Here’s where the tension between my pride and musical taste lies, though: “Gangnam Style” is obviously a funny video and song, but is that all non-Korean viewers were getting out of this? How many of the views and shares were “LOL look at this ridiculous Asian man” rather than enjoying it because it’s simply good? I even regretted the fact that the first real Korean music crossover to America wasn’t something more artistic, in the same vein that Korean films are starting to gain respect in the world of cinema (with directors like Chan-wook Park and Joon-ho Bong). But wait, who am I to say that this isn’t artistic? PSY’s “Gangnam Style” is, yes, hilarious, but it’s also incredibly self-aware edge and culture-conscious. And musically, it’s got an infectious hook—which I will admit to, even though I still can’t actually get into it. Well shit, it's far better than any of the other top 40 hits I've heard recently.

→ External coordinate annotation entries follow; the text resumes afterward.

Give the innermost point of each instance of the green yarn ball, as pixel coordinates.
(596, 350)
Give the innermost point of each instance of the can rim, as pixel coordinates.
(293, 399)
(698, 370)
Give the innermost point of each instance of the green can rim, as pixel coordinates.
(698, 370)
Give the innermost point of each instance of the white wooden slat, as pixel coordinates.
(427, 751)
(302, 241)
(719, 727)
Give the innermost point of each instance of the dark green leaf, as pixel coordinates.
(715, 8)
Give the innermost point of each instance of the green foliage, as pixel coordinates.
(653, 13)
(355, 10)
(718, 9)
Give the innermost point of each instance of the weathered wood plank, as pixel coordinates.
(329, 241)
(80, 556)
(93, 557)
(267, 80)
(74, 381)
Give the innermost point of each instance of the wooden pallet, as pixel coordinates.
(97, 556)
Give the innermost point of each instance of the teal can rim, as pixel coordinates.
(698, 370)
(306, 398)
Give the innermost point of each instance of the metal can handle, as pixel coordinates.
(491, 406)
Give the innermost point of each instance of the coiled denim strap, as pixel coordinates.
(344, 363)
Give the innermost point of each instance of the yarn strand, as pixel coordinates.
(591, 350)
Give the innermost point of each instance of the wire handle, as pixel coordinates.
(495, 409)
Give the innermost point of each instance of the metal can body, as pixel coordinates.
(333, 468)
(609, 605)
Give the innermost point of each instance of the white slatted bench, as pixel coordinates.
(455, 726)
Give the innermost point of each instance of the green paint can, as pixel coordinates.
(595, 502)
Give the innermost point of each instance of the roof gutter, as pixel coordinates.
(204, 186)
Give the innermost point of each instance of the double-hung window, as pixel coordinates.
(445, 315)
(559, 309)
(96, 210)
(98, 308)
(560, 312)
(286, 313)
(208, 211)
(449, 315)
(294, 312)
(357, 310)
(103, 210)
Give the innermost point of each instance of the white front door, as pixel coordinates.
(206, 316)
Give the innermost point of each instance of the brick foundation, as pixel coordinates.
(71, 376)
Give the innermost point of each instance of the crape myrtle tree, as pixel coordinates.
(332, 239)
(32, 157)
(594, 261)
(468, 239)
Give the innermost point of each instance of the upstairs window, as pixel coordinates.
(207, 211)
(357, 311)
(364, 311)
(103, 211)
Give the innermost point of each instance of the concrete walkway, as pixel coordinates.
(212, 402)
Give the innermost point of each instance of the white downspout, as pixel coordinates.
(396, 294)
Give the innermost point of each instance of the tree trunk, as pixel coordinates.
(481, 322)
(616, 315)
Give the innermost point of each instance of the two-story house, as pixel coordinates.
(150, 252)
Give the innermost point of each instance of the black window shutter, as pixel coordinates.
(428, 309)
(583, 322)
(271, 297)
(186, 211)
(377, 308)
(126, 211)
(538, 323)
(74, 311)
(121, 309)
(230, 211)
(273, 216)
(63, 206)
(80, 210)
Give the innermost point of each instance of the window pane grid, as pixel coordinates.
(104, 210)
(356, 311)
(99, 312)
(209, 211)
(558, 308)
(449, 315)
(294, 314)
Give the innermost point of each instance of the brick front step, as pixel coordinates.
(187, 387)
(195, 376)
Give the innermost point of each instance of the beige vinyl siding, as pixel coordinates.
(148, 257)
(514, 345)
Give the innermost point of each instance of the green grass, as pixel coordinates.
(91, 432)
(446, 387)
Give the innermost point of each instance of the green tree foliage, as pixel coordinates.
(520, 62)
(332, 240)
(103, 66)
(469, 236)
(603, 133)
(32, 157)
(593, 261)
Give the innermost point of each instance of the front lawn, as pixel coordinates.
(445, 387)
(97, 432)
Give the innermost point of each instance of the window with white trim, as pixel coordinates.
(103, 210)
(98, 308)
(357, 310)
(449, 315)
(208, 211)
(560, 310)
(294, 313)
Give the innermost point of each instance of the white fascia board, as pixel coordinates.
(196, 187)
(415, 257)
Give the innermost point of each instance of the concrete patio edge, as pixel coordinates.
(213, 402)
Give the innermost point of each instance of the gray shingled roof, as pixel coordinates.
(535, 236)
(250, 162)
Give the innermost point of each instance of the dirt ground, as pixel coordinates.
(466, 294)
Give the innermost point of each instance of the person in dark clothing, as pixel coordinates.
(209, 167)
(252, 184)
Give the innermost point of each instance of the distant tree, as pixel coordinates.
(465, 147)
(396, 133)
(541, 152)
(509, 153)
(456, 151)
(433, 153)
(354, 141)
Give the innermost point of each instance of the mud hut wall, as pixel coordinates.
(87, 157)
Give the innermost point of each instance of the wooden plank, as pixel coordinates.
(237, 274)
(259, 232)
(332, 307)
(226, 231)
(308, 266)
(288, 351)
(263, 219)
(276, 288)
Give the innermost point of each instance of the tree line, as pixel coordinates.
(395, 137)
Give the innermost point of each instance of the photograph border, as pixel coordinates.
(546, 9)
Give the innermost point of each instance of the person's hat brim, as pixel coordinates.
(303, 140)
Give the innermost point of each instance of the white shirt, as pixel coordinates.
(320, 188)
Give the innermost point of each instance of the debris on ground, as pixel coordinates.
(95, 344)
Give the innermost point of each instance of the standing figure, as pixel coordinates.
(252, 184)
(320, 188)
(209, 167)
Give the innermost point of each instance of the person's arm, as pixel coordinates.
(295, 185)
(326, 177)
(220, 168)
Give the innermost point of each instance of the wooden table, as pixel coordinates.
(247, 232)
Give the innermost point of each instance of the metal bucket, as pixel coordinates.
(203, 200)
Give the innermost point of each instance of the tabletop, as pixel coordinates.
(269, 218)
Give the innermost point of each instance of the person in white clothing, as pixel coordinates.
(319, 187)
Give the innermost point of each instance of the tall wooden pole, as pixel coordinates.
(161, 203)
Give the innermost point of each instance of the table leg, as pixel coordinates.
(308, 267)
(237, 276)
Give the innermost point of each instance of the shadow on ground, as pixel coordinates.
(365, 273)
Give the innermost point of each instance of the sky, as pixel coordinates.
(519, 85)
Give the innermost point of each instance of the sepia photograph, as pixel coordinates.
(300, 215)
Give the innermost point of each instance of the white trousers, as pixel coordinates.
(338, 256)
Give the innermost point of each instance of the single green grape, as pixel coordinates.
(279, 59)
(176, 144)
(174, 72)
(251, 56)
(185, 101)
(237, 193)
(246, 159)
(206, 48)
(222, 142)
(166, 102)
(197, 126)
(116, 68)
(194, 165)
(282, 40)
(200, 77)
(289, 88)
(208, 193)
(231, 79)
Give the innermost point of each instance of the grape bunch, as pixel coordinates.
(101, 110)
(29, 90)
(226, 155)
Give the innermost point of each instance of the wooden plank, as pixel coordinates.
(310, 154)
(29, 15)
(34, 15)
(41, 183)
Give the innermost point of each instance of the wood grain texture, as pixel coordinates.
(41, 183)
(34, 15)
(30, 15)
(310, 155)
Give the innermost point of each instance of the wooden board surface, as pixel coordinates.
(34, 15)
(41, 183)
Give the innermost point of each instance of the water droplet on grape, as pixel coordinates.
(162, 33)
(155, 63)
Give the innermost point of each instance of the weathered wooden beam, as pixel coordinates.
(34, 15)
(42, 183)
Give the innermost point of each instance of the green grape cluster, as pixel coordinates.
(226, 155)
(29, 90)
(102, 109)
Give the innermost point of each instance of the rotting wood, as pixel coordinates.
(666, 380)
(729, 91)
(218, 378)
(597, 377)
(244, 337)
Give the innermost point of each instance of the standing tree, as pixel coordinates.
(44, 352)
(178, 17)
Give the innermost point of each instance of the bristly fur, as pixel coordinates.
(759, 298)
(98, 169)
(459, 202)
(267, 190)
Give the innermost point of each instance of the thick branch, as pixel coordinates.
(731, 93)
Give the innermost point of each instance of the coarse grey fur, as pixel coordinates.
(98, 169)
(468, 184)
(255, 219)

It's difficult to tell whether PSY has opened doors for other K-pop crossovers or has satirized it to a point where the doors are even tighter shut. Only time will tell, I suppose. PSY recently signed onto the label run by Justin Bieber's manager Scooter Braun, but I still question whether he is here to stay or destined to fizzle out as a funny one-hit wonder. Either way, we can look at "Gangnam Style" as the most viral musical moment of 2012. And as for the future of K-pop's expansion—who knows? While I am still very much repulsed by K-pop, I wouldn't be opposed to a bigger Korean cultural presence in America. Proud, maybe, even.